Beda halnya dengan Anggi yang sedang mengomel di rumah menunggu kedatangan Dea. Mulutnya tak henti-hentinya menyumpahi Dea yang lama kembali.
"Dea kemana, sih? Dari tadi gue nunggu gak datang-datang. Gak tahu apa kalau gue lapar banget." Kakinya terus berjalan mondar-mandir tak karuan membuat sang ibu yang melihatnya pusing.
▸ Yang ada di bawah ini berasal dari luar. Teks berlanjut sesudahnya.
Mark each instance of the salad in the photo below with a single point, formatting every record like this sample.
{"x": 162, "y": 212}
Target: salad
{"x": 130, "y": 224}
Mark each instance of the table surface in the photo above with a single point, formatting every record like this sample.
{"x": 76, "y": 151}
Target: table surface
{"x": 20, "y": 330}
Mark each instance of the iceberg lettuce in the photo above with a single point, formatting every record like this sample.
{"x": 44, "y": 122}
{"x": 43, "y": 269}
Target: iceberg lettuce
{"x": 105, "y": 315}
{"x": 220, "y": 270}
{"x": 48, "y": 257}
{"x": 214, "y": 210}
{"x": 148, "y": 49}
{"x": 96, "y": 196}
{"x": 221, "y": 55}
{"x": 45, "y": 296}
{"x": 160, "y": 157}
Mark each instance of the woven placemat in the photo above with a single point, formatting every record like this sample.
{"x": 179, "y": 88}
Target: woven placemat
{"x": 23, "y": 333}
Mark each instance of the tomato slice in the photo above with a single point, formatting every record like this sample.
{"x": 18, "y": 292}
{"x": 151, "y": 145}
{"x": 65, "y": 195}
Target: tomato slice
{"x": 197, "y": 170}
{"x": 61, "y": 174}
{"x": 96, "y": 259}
Tak lama kemudian, bel rumah berbunyi. Segera Anggi melangkah ke arah pintu utama. Dirinya berpikir mungkin itu adalah Dea yang pura-pura menjadi tamu pertama di rumahnya. Dengan perasaan dongkol Anggi membuka pintu. Mulutnya hendak memaki Dea namun diurungkan karena melihat seseorang yang asing baginya, dan sangat tampan menurutnya. Anggi merapikan rambutnya, menyelipkan beberapa helai rambut di belakang telinga.
"Dea nya ada?" Tanya orang itu yang membuat perasaan Anggi kembali membuncah atas rasa amarah.
"Ayo, masuk dulu. Kak Dea nya lagi diluar," jawab Anggi terlihat anggun.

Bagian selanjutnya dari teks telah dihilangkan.